Advocates also worry that if more isn’t done to help vulnerable consumers understand the risks, the expanding reverse-mortgage market could melt down just like the subprime-mortgage market did ahead of the financial crisis.
“The public, policy makers and legislators should be aware that this time, yesterday’s subprime lenders are now preying on a growing elderly population who are trying to remain financially independent in their own homes during a depressed economy,” says the report from Consumers Union, the California Advocates for Nursing Home Reform and the Council on Aging Silicon Valley released last week.
Defending reverse mortgages, groups such as RetireSafe and the National Reverse Mortgage Lenders Association say the report fails to acknowledge recent pro-consumer changes.
“I think they’re rattling the cages here without having much concrete to offer or any evidence to back up their allegations that there are widespread problems,” said Peter Bell, president of the NRMLA.
Meanwhile, the Government Accountability Office, Congress’s investigative arm, has found examples of potentially misleading claims in loan-marketing materials.

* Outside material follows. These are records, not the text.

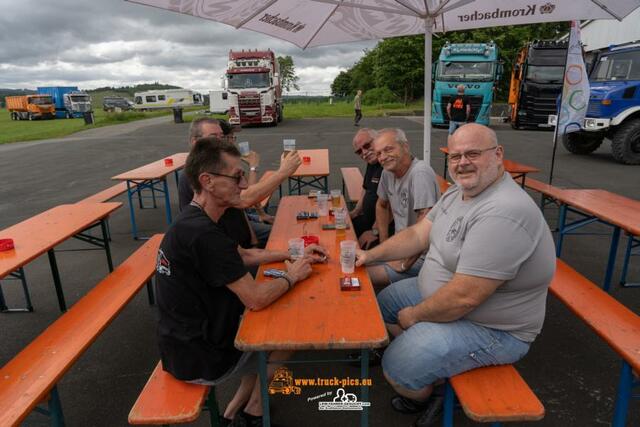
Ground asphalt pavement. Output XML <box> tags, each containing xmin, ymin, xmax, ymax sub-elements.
<box><xmin>0</xmin><ymin>117</ymin><xmax>640</xmax><ymax>427</ymax></box>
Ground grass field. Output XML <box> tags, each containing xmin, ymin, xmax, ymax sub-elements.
<box><xmin>0</xmin><ymin>102</ymin><xmax>423</xmax><ymax>144</ymax></box>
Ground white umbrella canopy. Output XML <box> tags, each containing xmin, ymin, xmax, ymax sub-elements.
<box><xmin>127</xmin><ymin>0</ymin><xmax>640</xmax><ymax>161</ymax></box>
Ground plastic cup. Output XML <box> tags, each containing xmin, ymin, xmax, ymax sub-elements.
<box><xmin>331</xmin><ymin>190</ymin><xmax>342</xmax><ymax>208</ymax></box>
<box><xmin>238</xmin><ymin>141</ymin><xmax>251</xmax><ymax>156</ymax></box>
<box><xmin>340</xmin><ymin>240</ymin><xmax>358</xmax><ymax>274</ymax></box>
<box><xmin>289</xmin><ymin>237</ymin><xmax>304</xmax><ymax>259</ymax></box>
<box><xmin>282</xmin><ymin>139</ymin><xmax>296</xmax><ymax>152</ymax></box>
<box><xmin>316</xmin><ymin>194</ymin><xmax>329</xmax><ymax>216</ymax></box>
<box><xmin>333</xmin><ymin>208</ymin><xmax>347</xmax><ymax>230</ymax></box>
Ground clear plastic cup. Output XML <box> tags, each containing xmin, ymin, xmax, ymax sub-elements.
<box><xmin>333</xmin><ymin>208</ymin><xmax>347</xmax><ymax>230</ymax></box>
<box><xmin>238</xmin><ymin>141</ymin><xmax>251</xmax><ymax>156</ymax></box>
<box><xmin>289</xmin><ymin>237</ymin><xmax>304</xmax><ymax>259</ymax></box>
<box><xmin>340</xmin><ymin>240</ymin><xmax>358</xmax><ymax>274</ymax></box>
<box><xmin>331</xmin><ymin>190</ymin><xmax>342</xmax><ymax>208</ymax></box>
<box><xmin>282</xmin><ymin>139</ymin><xmax>296</xmax><ymax>152</ymax></box>
<box><xmin>316</xmin><ymin>194</ymin><xmax>329</xmax><ymax>216</ymax></box>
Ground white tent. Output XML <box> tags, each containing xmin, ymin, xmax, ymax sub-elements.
<box><xmin>128</xmin><ymin>0</ymin><xmax>640</xmax><ymax>161</ymax></box>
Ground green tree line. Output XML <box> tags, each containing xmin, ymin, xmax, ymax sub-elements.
<box><xmin>331</xmin><ymin>22</ymin><xmax>569</xmax><ymax>104</ymax></box>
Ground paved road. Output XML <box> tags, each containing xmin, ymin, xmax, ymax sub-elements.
<box><xmin>0</xmin><ymin>118</ymin><xmax>640</xmax><ymax>426</ymax></box>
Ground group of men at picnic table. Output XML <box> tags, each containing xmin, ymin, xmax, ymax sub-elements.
<box><xmin>156</xmin><ymin>118</ymin><xmax>556</xmax><ymax>426</ymax></box>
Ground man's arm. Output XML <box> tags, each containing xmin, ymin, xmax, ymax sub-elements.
<box><xmin>398</xmin><ymin>273</ymin><xmax>504</xmax><ymax>329</ymax></box>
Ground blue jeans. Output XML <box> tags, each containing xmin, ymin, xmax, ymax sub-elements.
<box><xmin>378</xmin><ymin>277</ymin><xmax>530</xmax><ymax>390</ymax></box>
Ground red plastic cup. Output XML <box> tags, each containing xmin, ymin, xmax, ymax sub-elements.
<box><xmin>0</xmin><ymin>239</ymin><xmax>15</xmax><ymax>252</ymax></box>
<box><xmin>301</xmin><ymin>236</ymin><xmax>320</xmax><ymax>247</ymax></box>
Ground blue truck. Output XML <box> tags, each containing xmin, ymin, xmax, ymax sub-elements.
<box><xmin>38</xmin><ymin>86</ymin><xmax>93</xmax><ymax>119</ymax></box>
<box><xmin>562</xmin><ymin>42</ymin><xmax>640</xmax><ymax>165</ymax></box>
<box><xmin>431</xmin><ymin>42</ymin><xmax>502</xmax><ymax>126</ymax></box>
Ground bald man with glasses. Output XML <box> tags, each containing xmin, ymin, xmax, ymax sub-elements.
<box><xmin>356</xmin><ymin>124</ymin><xmax>556</xmax><ymax>427</ymax></box>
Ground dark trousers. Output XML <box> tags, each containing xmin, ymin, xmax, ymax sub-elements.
<box><xmin>354</xmin><ymin>110</ymin><xmax>362</xmax><ymax>124</ymax></box>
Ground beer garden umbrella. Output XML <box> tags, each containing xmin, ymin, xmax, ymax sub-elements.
<box><xmin>128</xmin><ymin>0</ymin><xmax>640</xmax><ymax>161</ymax></box>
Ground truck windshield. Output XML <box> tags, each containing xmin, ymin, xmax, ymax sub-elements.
<box><xmin>227</xmin><ymin>73</ymin><xmax>271</xmax><ymax>89</ymax></box>
<box><xmin>436</xmin><ymin>61</ymin><xmax>493</xmax><ymax>82</ymax></box>
<box><xmin>29</xmin><ymin>96</ymin><xmax>53</xmax><ymax>105</ymax></box>
<box><xmin>71</xmin><ymin>95</ymin><xmax>89</xmax><ymax>102</ymax></box>
<box><xmin>591</xmin><ymin>50</ymin><xmax>640</xmax><ymax>81</ymax></box>
<box><xmin>525</xmin><ymin>65</ymin><xmax>564</xmax><ymax>83</ymax></box>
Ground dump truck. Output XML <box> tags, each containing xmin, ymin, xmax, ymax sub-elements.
<box><xmin>38</xmin><ymin>86</ymin><xmax>93</xmax><ymax>119</ymax></box>
<box><xmin>509</xmin><ymin>40</ymin><xmax>567</xmax><ymax>129</ymax></box>
<box><xmin>5</xmin><ymin>95</ymin><xmax>56</xmax><ymax>120</ymax></box>
<box><xmin>226</xmin><ymin>50</ymin><xmax>284</xmax><ymax>126</ymax></box>
<box><xmin>431</xmin><ymin>42</ymin><xmax>502</xmax><ymax>126</ymax></box>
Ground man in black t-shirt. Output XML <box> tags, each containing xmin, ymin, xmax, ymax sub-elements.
<box><xmin>447</xmin><ymin>84</ymin><xmax>471</xmax><ymax>140</ymax></box>
<box><xmin>349</xmin><ymin>128</ymin><xmax>382</xmax><ymax>248</ymax></box>
<box><xmin>156</xmin><ymin>142</ymin><xmax>326</xmax><ymax>426</ymax></box>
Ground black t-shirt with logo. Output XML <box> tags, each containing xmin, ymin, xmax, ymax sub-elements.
<box><xmin>449</xmin><ymin>95</ymin><xmax>469</xmax><ymax>122</ymax></box>
<box><xmin>156</xmin><ymin>205</ymin><xmax>247</xmax><ymax>380</ymax></box>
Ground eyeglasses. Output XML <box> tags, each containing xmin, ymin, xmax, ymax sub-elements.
<box><xmin>354</xmin><ymin>141</ymin><xmax>372</xmax><ymax>156</ymax></box>
<box><xmin>447</xmin><ymin>145</ymin><xmax>498</xmax><ymax>163</ymax></box>
<box><xmin>207</xmin><ymin>171</ymin><xmax>247</xmax><ymax>185</ymax></box>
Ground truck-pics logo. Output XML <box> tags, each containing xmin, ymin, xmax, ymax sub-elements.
<box><xmin>458</xmin><ymin>3</ymin><xmax>556</xmax><ymax>22</ymax></box>
<box><xmin>269</xmin><ymin>367</ymin><xmax>302</xmax><ymax>395</ymax></box>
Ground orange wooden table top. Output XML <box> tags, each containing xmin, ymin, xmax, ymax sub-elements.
<box><xmin>111</xmin><ymin>153</ymin><xmax>189</xmax><ymax>181</ymax></box>
<box><xmin>291</xmin><ymin>148</ymin><xmax>329</xmax><ymax>176</ymax></box>
<box><xmin>0</xmin><ymin>202</ymin><xmax>122</xmax><ymax>278</ymax></box>
<box><xmin>440</xmin><ymin>147</ymin><xmax>540</xmax><ymax>173</ymax></box>
<box><xmin>235</xmin><ymin>196</ymin><xmax>389</xmax><ymax>351</ymax></box>
<box><xmin>558</xmin><ymin>189</ymin><xmax>640</xmax><ymax>236</ymax></box>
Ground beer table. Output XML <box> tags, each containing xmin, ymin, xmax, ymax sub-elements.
<box><xmin>0</xmin><ymin>202</ymin><xmax>122</xmax><ymax>312</ymax></box>
<box><xmin>556</xmin><ymin>190</ymin><xmax>640</xmax><ymax>291</ymax></box>
<box><xmin>111</xmin><ymin>153</ymin><xmax>188</xmax><ymax>240</ymax></box>
<box><xmin>235</xmin><ymin>196</ymin><xmax>389</xmax><ymax>426</ymax></box>
<box><xmin>289</xmin><ymin>148</ymin><xmax>329</xmax><ymax>195</ymax></box>
<box><xmin>440</xmin><ymin>147</ymin><xmax>540</xmax><ymax>188</ymax></box>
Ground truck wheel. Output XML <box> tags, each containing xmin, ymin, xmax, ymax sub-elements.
<box><xmin>562</xmin><ymin>132</ymin><xmax>604</xmax><ymax>154</ymax></box>
<box><xmin>611</xmin><ymin>119</ymin><xmax>640</xmax><ymax>165</ymax></box>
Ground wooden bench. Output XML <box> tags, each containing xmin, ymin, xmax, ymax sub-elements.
<box><xmin>0</xmin><ymin>234</ymin><xmax>162</xmax><ymax>426</ymax></box>
<box><xmin>340</xmin><ymin>168</ymin><xmax>364</xmax><ymax>204</ymax></box>
<box><xmin>443</xmin><ymin>365</ymin><xmax>544</xmax><ymax>426</ymax></box>
<box><xmin>129</xmin><ymin>362</ymin><xmax>219</xmax><ymax>426</ymax></box>
<box><xmin>549</xmin><ymin>259</ymin><xmax>640</xmax><ymax>427</ymax></box>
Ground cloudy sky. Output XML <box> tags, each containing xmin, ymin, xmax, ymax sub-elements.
<box><xmin>0</xmin><ymin>0</ymin><xmax>375</xmax><ymax>94</ymax></box>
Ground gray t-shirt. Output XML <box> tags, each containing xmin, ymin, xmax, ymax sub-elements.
<box><xmin>418</xmin><ymin>173</ymin><xmax>556</xmax><ymax>342</ymax></box>
<box><xmin>378</xmin><ymin>159</ymin><xmax>440</xmax><ymax>233</ymax></box>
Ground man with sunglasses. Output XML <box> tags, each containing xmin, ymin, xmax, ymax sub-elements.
<box><xmin>156</xmin><ymin>138</ymin><xmax>326</xmax><ymax>426</ymax></box>
<box><xmin>356</xmin><ymin>124</ymin><xmax>556</xmax><ymax>427</ymax></box>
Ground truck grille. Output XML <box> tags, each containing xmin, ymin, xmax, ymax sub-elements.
<box><xmin>441</xmin><ymin>95</ymin><xmax>482</xmax><ymax>123</ymax></box>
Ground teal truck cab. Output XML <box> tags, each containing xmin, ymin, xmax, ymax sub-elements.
<box><xmin>431</xmin><ymin>42</ymin><xmax>502</xmax><ymax>126</ymax></box>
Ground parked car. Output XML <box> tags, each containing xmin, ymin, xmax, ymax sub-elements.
<box><xmin>102</xmin><ymin>96</ymin><xmax>133</xmax><ymax>111</ymax></box>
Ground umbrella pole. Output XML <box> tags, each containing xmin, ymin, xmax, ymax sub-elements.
<box><xmin>422</xmin><ymin>17</ymin><xmax>433</xmax><ymax>164</ymax></box>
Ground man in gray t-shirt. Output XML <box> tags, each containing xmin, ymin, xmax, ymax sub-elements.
<box><xmin>356</xmin><ymin>124</ymin><xmax>556</xmax><ymax>425</ymax></box>
<box><xmin>368</xmin><ymin>129</ymin><xmax>440</xmax><ymax>288</ymax></box>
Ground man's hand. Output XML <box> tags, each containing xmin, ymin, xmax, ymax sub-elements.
<box><xmin>280</xmin><ymin>150</ymin><xmax>302</xmax><ymax>176</ymax></box>
<box><xmin>242</xmin><ymin>151</ymin><xmax>260</xmax><ymax>168</ymax></box>
<box><xmin>304</xmin><ymin>244</ymin><xmax>329</xmax><ymax>263</ymax></box>
<box><xmin>398</xmin><ymin>306</ymin><xmax>418</xmax><ymax>330</ymax></box>
<box><xmin>284</xmin><ymin>257</ymin><xmax>311</xmax><ymax>283</ymax></box>
<box><xmin>358</xmin><ymin>230</ymin><xmax>378</xmax><ymax>249</ymax></box>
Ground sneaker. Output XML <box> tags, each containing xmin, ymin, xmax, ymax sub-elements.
<box><xmin>412</xmin><ymin>396</ymin><xmax>444</xmax><ymax>427</ymax></box>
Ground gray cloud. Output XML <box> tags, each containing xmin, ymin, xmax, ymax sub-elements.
<box><xmin>0</xmin><ymin>0</ymin><xmax>375</xmax><ymax>92</ymax></box>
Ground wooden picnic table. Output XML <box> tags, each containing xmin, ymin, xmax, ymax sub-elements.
<box><xmin>556</xmin><ymin>189</ymin><xmax>640</xmax><ymax>291</ymax></box>
<box><xmin>235</xmin><ymin>196</ymin><xmax>389</xmax><ymax>425</ymax></box>
<box><xmin>440</xmin><ymin>147</ymin><xmax>540</xmax><ymax>188</ymax></box>
<box><xmin>289</xmin><ymin>148</ymin><xmax>329</xmax><ymax>195</ymax></box>
<box><xmin>111</xmin><ymin>153</ymin><xmax>189</xmax><ymax>239</ymax></box>
<box><xmin>0</xmin><ymin>202</ymin><xmax>122</xmax><ymax>312</ymax></box>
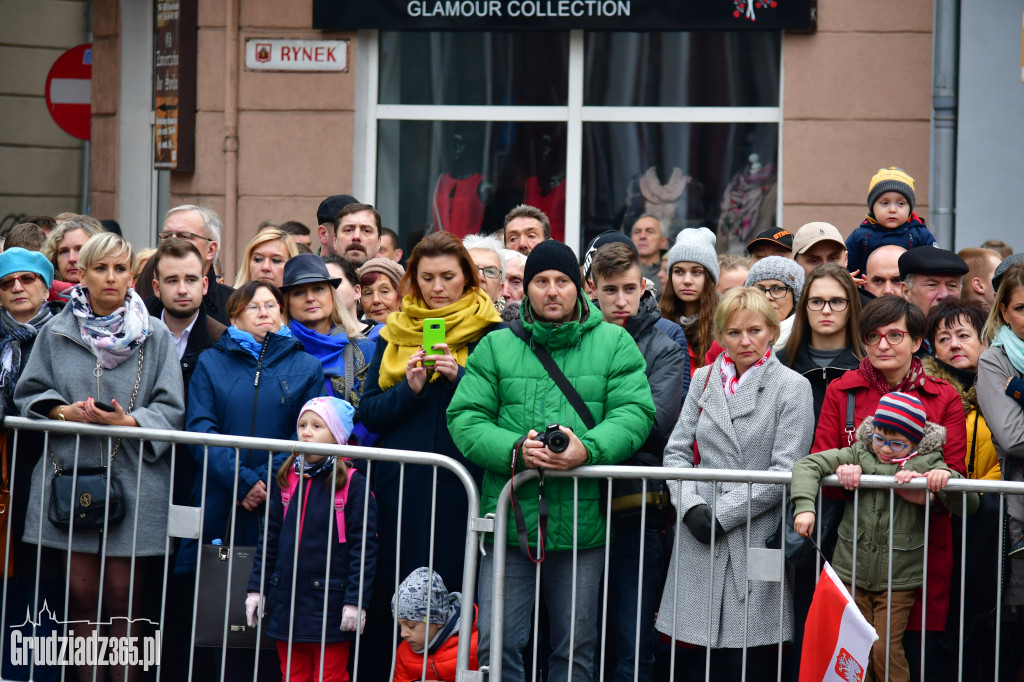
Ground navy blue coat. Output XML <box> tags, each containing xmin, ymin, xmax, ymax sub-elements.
<box><xmin>175</xmin><ymin>333</ymin><xmax>324</xmax><ymax>573</ymax></box>
<box><xmin>249</xmin><ymin>464</ymin><xmax>377</xmax><ymax>642</ymax></box>
<box><xmin>359</xmin><ymin>324</ymin><xmax>505</xmax><ymax>592</ymax></box>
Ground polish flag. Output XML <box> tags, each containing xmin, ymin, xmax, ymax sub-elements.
<box><xmin>800</xmin><ymin>562</ymin><xmax>879</xmax><ymax>682</ymax></box>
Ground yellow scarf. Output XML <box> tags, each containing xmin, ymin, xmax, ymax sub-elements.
<box><xmin>380</xmin><ymin>288</ymin><xmax>502</xmax><ymax>390</ymax></box>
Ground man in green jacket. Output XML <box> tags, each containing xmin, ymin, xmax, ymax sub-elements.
<box><xmin>447</xmin><ymin>241</ymin><xmax>654</xmax><ymax>682</ymax></box>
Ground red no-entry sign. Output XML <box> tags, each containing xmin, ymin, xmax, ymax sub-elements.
<box><xmin>46</xmin><ymin>43</ymin><xmax>92</xmax><ymax>139</ymax></box>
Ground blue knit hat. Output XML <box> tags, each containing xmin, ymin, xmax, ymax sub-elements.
<box><xmin>0</xmin><ymin>247</ymin><xmax>53</xmax><ymax>289</ymax></box>
<box><xmin>874</xmin><ymin>391</ymin><xmax>927</xmax><ymax>442</ymax></box>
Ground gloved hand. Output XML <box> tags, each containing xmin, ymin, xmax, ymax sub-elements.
<box><xmin>246</xmin><ymin>592</ymin><xmax>266</xmax><ymax>628</ymax></box>
<box><xmin>341</xmin><ymin>604</ymin><xmax>367</xmax><ymax>634</ymax></box>
<box><xmin>683</xmin><ymin>505</ymin><xmax>725</xmax><ymax>545</ymax></box>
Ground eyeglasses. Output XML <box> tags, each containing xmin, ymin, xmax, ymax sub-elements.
<box><xmin>754</xmin><ymin>285</ymin><xmax>790</xmax><ymax>299</ymax></box>
<box><xmin>871</xmin><ymin>433</ymin><xmax>910</xmax><ymax>453</ymax></box>
<box><xmin>807</xmin><ymin>296</ymin><xmax>850</xmax><ymax>312</ymax></box>
<box><xmin>864</xmin><ymin>329</ymin><xmax>906</xmax><ymax>346</ymax></box>
<box><xmin>157</xmin><ymin>231</ymin><xmax>213</xmax><ymax>242</ymax></box>
<box><xmin>476</xmin><ymin>267</ymin><xmax>502</xmax><ymax>280</ymax></box>
<box><xmin>246</xmin><ymin>301</ymin><xmax>278</xmax><ymax>313</ymax></box>
<box><xmin>0</xmin><ymin>272</ymin><xmax>39</xmax><ymax>291</ymax></box>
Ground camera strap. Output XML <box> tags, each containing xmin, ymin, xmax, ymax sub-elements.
<box><xmin>509</xmin><ymin>319</ymin><xmax>597</xmax><ymax>563</ymax></box>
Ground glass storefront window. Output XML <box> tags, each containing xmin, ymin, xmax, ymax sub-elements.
<box><xmin>581</xmin><ymin>123</ymin><xmax>778</xmax><ymax>252</ymax></box>
<box><xmin>584</xmin><ymin>32</ymin><xmax>782</xmax><ymax>106</ymax></box>
<box><xmin>379</xmin><ymin>32</ymin><xmax>569</xmax><ymax>106</ymax></box>
<box><xmin>377</xmin><ymin>121</ymin><xmax>565</xmax><ymax>253</ymax></box>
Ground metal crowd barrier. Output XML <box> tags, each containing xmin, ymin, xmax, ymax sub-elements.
<box><xmin>0</xmin><ymin>418</ymin><xmax>480</xmax><ymax>682</ymax></box>
<box><xmin>481</xmin><ymin>466</ymin><xmax>1024</xmax><ymax>682</ymax></box>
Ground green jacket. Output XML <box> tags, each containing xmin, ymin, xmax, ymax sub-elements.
<box><xmin>447</xmin><ymin>300</ymin><xmax>654</xmax><ymax>551</ymax></box>
<box><xmin>793</xmin><ymin>417</ymin><xmax>978</xmax><ymax>592</ymax></box>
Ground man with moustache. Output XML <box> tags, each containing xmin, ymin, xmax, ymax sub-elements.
<box><xmin>334</xmin><ymin>204</ymin><xmax>381</xmax><ymax>267</ymax></box>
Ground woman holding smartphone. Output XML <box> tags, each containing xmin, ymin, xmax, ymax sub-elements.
<box><xmin>359</xmin><ymin>232</ymin><xmax>504</xmax><ymax>676</ymax></box>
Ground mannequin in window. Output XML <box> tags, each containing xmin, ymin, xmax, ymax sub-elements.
<box><xmin>623</xmin><ymin>163</ymin><xmax>703</xmax><ymax>233</ymax></box>
<box><xmin>432</xmin><ymin>132</ymin><xmax>489</xmax><ymax>239</ymax></box>
<box><xmin>718</xmin><ymin>154</ymin><xmax>776</xmax><ymax>253</ymax></box>
<box><xmin>523</xmin><ymin>133</ymin><xmax>565</xmax><ymax>242</ymax></box>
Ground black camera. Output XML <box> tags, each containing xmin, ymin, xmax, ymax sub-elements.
<box><xmin>535</xmin><ymin>424</ymin><xmax>569</xmax><ymax>453</ymax></box>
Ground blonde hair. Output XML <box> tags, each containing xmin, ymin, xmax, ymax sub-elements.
<box><xmin>234</xmin><ymin>227</ymin><xmax>299</xmax><ymax>289</ymax></box>
<box><xmin>714</xmin><ymin>287</ymin><xmax>778</xmax><ymax>345</ymax></box>
<box><xmin>78</xmin><ymin>232</ymin><xmax>135</xmax><ymax>270</ymax></box>
<box><xmin>981</xmin><ymin>263</ymin><xmax>1024</xmax><ymax>344</ymax></box>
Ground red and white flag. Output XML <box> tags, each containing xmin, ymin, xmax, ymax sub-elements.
<box><xmin>800</xmin><ymin>562</ymin><xmax>879</xmax><ymax>682</ymax></box>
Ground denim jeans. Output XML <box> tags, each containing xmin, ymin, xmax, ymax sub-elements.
<box><xmin>477</xmin><ymin>546</ymin><xmax>604</xmax><ymax>682</ymax></box>
<box><xmin>605</xmin><ymin>520</ymin><xmax>665</xmax><ymax>682</ymax></box>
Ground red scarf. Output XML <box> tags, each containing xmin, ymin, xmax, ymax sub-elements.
<box><xmin>857</xmin><ymin>357</ymin><xmax>925</xmax><ymax>395</ymax></box>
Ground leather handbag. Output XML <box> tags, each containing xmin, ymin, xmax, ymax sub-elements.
<box><xmin>196</xmin><ymin>545</ymin><xmax>276</xmax><ymax>649</ymax></box>
<box><xmin>47</xmin><ymin>344</ymin><xmax>145</xmax><ymax>528</ymax></box>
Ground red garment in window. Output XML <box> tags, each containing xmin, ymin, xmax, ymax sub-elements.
<box><xmin>434</xmin><ymin>173</ymin><xmax>483</xmax><ymax>239</ymax></box>
<box><xmin>524</xmin><ymin>176</ymin><xmax>565</xmax><ymax>243</ymax></box>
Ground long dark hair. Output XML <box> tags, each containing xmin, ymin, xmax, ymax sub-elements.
<box><xmin>785</xmin><ymin>263</ymin><xmax>864</xmax><ymax>368</ymax></box>
<box><xmin>657</xmin><ymin>261</ymin><xmax>718</xmax><ymax>367</ymax></box>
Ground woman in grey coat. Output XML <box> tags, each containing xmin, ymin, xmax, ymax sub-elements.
<box><xmin>14</xmin><ymin>233</ymin><xmax>184</xmax><ymax>663</ymax></box>
<box><xmin>977</xmin><ymin>260</ymin><xmax>1024</xmax><ymax>606</ymax></box>
<box><xmin>656</xmin><ymin>288</ymin><xmax>814</xmax><ymax>680</ymax></box>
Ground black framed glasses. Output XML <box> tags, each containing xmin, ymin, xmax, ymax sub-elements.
<box><xmin>871</xmin><ymin>433</ymin><xmax>910</xmax><ymax>453</ymax></box>
<box><xmin>754</xmin><ymin>285</ymin><xmax>790</xmax><ymax>299</ymax></box>
<box><xmin>476</xmin><ymin>265</ymin><xmax>502</xmax><ymax>280</ymax></box>
<box><xmin>0</xmin><ymin>272</ymin><xmax>39</xmax><ymax>291</ymax></box>
<box><xmin>864</xmin><ymin>329</ymin><xmax>906</xmax><ymax>346</ymax></box>
<box><xmin>157</xmin><ymin>231</ymin><xmax>213</xmax><ymax>242</ymax></box>
<box><xmin>807</xmin><ymin>296</ymin><xmax>850</xmax><ymax>312</ymax></box>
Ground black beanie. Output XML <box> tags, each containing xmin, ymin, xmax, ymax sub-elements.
<box><xmin>522</xmin><ymin>240</ymin><xmax>583</xmax><ymax>294</ymax></box>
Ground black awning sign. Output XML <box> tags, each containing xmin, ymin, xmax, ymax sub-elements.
<box><xmin>313</xmin><ymin>0</ymin><xmax>817</xmax><ymax>31</ymax></box>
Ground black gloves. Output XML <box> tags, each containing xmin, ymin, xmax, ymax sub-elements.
<box><xmin>683</xmin><ymin>505</ymin><xmax>725</xmax><ymax>545</ymax></box>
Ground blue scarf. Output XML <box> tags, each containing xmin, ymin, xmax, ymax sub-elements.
<box><xmin>992</xmin><ymin>325</ymin><xmax>1024</xmax><ymax>374</ymax></box>
<box><xmin>288</xmin><ymin>319</ymin><xmax>348</xmax><ymax>377</ymax></box>
<box><xmin>227</xmin><ymin>325</ymin><xmax>292</xmax><ymax>360</ymax></box>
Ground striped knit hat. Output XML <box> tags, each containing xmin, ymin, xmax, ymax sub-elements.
<box><xmin>874</xmin><ymin>391</ymin><xmax>927</xmax><ymax>442</ymax></box>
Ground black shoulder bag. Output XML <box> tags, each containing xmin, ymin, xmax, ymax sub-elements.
<box><xmin>509</xmin><ymin>319</ymin><xmax>597</xmax><ymax>563</ymax></box>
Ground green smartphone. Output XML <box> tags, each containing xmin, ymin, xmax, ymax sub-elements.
<box><xmin>423</xmin><ymin>317</ymin><xmax>444</xmax><ymax>367</ymax></box>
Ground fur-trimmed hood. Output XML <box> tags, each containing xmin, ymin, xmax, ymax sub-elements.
<box><xmin>921</xmin><ymin>355</ymin><xmax>978</xmax><ymax>413</ymax></box>
<box><xmin>857</xmin><ymin>417</ymin><xmax>946</xmax><ymax>455</ymax></box>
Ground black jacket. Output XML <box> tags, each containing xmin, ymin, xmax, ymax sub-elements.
<box><xmin>626</xmin><ymin>295</ymin><xmax>690</xmax><ymax>461</ymax></box>
<box><xmin>778</xmin><ymin>341</ymin><xmax>860</xmax><ymax>424</ymax></box>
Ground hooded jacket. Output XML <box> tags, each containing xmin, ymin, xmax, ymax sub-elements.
<box><xmin>447</xmin><ymin>296</ymin><xmax>654</xmax><ymax>551</ymax></box>
<box><xmin>846</xmin><ymin>213</ymin><xmax>936</xmax><ymax>273</ymax></box>
<box><xmin>793</xmin><ymin>417</ymin><xmax>978</xmax><ymax>592</ymax></box>
<box><xmin>175</xmin><ymin>334</ymin><xmax>324</xmax><ymax>572</ymax></box>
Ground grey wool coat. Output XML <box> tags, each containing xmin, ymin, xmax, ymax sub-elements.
<box><xmin>14</xmin><ymin>305</ymin><xmax>185</xmax><ymax>556</ymax></box>
<box><xmin>655</xmin><ymin>353</ymin><xmax>814</xmax><ymax>648</ymax></box>
<box><xmin>978</xmin><ymin>347</ymin><xmax>1024</xmax><ymax>606</ymax></box>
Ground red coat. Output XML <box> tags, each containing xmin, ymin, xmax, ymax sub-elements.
<box><xmin>394</xmin><ymin>606</ymin><xmax>480</xmax><ymax>682</ymax></box>
<box><xmin>811</xmin><ymin>370</ymin><xmax>967</xmax><ymax>630</ymax></box>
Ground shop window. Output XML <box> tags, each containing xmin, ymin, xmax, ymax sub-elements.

Also, the Federal Bureau of Investigation warned in a March 2009 bulletin that loan officers and real-estate agents have exploited reverse mortgages to defraud senior citizens.
Congress directed the new Consumer Financial Protection Bureau to study reverse mortgages. According to a bureau official who works closely on mortgage-related issues, the bureau is beginning to examine reverse mortgages and plans to build on the Federal Reserve’s and GAO’s efforts to improve disclosures and prevent misleading advertising.
The advocacy groups say reverse mortgages are reasonable for some seniors in foreclosure who don’t plan to move into assisted living and for low-income seniors who lack other retirement assets, don’t qualify for lower-cost alternatives and can’t meet their current mortgage obligation.
But most seniors should consider alternatives, the groups say.
Still, Barbara Stucki, a vice president at the National Council on Aging, expects homes to become more popular sources of income for retirees, given that fewer Americans have defined-benefit pensions and more Americans are living longer after retirement.
“Today’s retirement realities are daunting, and when you combine that with the economic challenges, people are going to be tapping the equity in their homes,” she said. “We want to make sure that options like reverse mortgages are viable and properly regulated.”
The industry itself doesn’t seem opposed to new regulation.
“We understand that the demographics are in our favor. The market will grow, and the need will grow because people need to fund longevity, but it will only grow if consumers feel the products are fair and the people who offer them are trustworthy,” said Mr. Bell of the National Reverse Mortgage Lenders Association. “If the regulatory regime helps get us there, that’s great.”